Anos se tornar vítima de um tenebroso caso de estupro, a representante sindical Maureen Kearney se vê forçada a revisitar possíveis fatos que antecederam o crime. Líder sindical da Avera, uma notável empresa francesa, ela reflete a respeito da trajetória que a consolidou como uma representante de destaque, à frente na defesa dos direitos das mulheres empregadas pela companhia. Esse processo inicia a descoberta de segredos ainda mais obscuros.
Sem medo da associação aos aspectos do suspense, não demora para que a direção de
Jean-Paul Salomé invista em uma atmosfera densa, se permitindo flertar com uma mescla entre a dramaturgia e o tecido verídico que impulsiona a obra. Isso confere um dinamismo nem sempre encontrado nessa esfera do cinema político, que subverte a paleta fria tradicional em uma narrativa de forte fluidez.

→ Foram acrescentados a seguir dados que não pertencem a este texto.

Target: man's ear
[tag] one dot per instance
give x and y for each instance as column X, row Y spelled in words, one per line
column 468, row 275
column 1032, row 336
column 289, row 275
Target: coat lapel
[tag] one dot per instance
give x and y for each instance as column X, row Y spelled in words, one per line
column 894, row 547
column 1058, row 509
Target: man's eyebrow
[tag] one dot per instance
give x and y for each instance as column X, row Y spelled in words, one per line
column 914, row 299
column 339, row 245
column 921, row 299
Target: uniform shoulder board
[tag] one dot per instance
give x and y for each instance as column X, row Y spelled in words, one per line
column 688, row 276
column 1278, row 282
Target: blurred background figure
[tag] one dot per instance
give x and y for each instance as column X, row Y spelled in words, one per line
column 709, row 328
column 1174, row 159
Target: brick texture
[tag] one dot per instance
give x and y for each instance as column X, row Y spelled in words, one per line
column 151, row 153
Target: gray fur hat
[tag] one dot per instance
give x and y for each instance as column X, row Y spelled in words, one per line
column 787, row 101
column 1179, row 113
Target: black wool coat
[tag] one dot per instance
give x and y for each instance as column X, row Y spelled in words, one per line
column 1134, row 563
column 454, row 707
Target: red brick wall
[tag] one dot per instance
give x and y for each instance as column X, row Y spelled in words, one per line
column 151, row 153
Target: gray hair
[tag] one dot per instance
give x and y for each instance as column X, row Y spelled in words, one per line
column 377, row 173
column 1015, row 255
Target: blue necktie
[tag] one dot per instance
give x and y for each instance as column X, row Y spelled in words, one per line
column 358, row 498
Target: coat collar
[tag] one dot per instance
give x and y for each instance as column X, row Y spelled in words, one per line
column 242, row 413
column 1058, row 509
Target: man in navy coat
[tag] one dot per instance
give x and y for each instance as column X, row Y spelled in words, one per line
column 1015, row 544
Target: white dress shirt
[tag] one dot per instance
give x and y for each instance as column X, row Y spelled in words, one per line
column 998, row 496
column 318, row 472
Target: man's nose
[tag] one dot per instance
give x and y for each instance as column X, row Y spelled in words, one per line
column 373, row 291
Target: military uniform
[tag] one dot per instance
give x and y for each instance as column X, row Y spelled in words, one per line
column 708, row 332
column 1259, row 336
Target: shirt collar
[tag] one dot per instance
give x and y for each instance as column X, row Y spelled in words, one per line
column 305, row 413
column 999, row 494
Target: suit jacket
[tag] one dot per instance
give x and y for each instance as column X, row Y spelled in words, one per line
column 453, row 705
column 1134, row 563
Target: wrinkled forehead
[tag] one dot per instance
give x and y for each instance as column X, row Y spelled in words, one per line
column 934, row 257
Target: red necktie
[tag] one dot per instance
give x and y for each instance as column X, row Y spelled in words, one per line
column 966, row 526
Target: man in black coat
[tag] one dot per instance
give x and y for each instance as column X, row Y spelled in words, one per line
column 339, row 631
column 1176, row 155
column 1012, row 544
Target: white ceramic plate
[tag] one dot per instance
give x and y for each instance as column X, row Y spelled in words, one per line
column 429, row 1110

Um dos principais fatores para esse aspecto se dá na montagem, que bem oscila entre o passado e presente enfrentado pela protagonista. Inicialmente nítida, ela destaca a ascensão gradual da figura de Isabelle Huppert, exímia atriz que entrega outra grande atuação. Partindo do testemunho da desigualdade e dos maus tratos conferidos às mulheres, que responde pela interiorização de seus instintos mais revoltosos, ela entrega um arco de expansão que borra os seus limites entre a individualidade e o coletivo.
A lógica dessa performance acaba interferindo na estruturação da narrativa, intensificada pelo retorno ao momento da violentação sexual, e que amplia a colocação da personagem como representante social na maneira como mergulha em suas particularidades mais densas. Sua dissolução através de todas aquelas por quem se coloca entra em contraste com a uma vulnerabilidade bastante palpável, muito explorada através do corpo.

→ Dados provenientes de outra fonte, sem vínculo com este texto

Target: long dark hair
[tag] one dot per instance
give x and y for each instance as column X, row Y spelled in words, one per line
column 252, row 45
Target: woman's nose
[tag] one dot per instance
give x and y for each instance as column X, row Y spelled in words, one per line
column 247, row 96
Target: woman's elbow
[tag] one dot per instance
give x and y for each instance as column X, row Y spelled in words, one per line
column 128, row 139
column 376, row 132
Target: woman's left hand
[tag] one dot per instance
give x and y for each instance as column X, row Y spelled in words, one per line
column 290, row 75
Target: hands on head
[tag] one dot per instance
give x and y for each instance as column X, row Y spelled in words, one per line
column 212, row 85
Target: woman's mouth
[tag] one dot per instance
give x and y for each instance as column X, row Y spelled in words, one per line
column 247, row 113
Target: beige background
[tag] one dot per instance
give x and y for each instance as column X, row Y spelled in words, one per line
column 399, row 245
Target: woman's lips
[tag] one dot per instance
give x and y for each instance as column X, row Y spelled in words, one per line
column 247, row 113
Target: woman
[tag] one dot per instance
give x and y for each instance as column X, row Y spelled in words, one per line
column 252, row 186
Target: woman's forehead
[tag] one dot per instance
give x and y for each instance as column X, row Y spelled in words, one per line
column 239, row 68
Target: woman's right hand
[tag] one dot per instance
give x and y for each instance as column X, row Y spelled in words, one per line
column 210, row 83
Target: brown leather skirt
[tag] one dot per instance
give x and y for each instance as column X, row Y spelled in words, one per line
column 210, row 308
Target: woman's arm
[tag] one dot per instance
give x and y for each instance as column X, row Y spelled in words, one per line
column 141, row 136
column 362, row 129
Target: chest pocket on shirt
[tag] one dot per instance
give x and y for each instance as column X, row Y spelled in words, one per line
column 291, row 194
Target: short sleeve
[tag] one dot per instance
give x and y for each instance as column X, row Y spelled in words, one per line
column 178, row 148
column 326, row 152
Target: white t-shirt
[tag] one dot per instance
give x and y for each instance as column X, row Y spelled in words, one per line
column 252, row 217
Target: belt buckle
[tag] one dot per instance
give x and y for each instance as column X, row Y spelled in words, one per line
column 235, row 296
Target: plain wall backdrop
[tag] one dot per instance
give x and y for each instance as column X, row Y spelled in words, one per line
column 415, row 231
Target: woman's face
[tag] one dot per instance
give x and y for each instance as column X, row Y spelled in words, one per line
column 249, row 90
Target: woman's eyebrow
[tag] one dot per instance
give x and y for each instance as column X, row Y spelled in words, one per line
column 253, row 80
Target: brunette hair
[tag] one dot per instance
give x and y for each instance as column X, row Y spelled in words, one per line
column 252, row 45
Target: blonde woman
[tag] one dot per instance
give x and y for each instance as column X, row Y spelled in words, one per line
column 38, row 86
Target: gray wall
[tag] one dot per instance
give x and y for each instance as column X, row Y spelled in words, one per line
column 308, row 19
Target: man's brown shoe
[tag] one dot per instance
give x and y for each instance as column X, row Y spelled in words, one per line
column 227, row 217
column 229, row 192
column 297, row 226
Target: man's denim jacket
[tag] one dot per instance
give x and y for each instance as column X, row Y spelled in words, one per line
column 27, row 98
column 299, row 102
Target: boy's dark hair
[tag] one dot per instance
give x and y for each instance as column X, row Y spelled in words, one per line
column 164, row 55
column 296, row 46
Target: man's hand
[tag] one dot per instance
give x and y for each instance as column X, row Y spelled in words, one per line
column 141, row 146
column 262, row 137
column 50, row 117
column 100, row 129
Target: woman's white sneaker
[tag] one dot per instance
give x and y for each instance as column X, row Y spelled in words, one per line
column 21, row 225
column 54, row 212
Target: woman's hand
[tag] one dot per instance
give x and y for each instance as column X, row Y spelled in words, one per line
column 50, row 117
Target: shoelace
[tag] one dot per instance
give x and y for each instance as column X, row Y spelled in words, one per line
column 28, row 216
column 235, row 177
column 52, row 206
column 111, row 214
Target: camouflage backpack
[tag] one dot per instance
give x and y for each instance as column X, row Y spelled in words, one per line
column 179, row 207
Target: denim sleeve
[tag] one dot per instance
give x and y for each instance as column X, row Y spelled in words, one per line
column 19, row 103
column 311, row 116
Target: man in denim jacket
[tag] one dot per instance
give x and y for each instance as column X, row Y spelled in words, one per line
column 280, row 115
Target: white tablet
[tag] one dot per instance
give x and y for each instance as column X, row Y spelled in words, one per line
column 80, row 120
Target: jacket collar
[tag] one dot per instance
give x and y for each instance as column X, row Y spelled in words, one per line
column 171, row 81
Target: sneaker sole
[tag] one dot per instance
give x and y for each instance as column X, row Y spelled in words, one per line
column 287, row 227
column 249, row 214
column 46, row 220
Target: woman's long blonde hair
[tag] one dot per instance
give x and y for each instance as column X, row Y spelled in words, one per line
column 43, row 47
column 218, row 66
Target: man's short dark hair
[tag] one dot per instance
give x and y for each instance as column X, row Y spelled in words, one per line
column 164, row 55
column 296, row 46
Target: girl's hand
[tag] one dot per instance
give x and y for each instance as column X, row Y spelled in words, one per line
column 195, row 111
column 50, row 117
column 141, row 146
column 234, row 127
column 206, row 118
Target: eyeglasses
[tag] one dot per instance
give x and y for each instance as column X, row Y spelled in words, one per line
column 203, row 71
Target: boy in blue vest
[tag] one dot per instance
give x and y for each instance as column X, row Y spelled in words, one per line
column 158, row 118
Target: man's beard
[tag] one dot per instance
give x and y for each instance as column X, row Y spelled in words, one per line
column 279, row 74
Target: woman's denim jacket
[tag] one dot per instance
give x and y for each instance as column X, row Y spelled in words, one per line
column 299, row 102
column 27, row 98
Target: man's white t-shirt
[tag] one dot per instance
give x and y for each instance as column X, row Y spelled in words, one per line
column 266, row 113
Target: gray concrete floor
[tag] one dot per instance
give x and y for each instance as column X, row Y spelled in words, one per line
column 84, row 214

Conforme os instrumentos de coerção de Avera se intensificam, em confluência com um acréscimo da atenção ao psicológico de Maureen, chama a atenção como a produção embaralha alguns códigos morais, forçando-a a se colocar como o verdadeiro alvo dassignificação do status da empresa denunciada. Ela se vê obrigada a compreender melhor o modos operanti daqueles que objetiva desarmar, consequentemente se colocando em um risco gradativamente maior.
Isso acelera o ritmo do filme, que começa a se tornar mais enérgico na maneira de compor as suas imagens. Dos planos mais fechados que valorizam microexpressões de Huppert aos quadros que incorporam a arquitetura ofuscante dos corredores empresariais, é como se a personagem afundasse cada vez mais nas margens entre a sua essência e a ilustração. Transformada em mártir, ela precisa traduzir as suas sequelas em fontes para a sua força, tomada cada vez mais pela magnitude do que representa e abandonando o plano individual.
Embora essa relação dicotômica seja interessante, nem sempre é natural a relação da mesma com o grande discurso social da obra. Ainda que necessário, seu didatismo não deixa de atravessar essa relação ambígua da protagonista, mas nem por isso reduz o que se mostra ser um diferente thriller político.
Consciente do enorme peso que alguns de seus disparadores trazem consigo, “A sindicalista” é uma interessante maneira de se explorar o estabelecimento de ícones revestidos por um realismo político. Tratando a sua protagonista com uma necessária complexidade, mas que jamais abdica de denunciar necessárias mazelas na dissociação entre a dominância masculina e a submissão feminina, o filme brilha mesmo em caminhos seguros, que em nada diminuem o grande alcance da história em que se inspira.
* Filme assistido na cobertura do Festival Filmelier no Cinema, de 2023.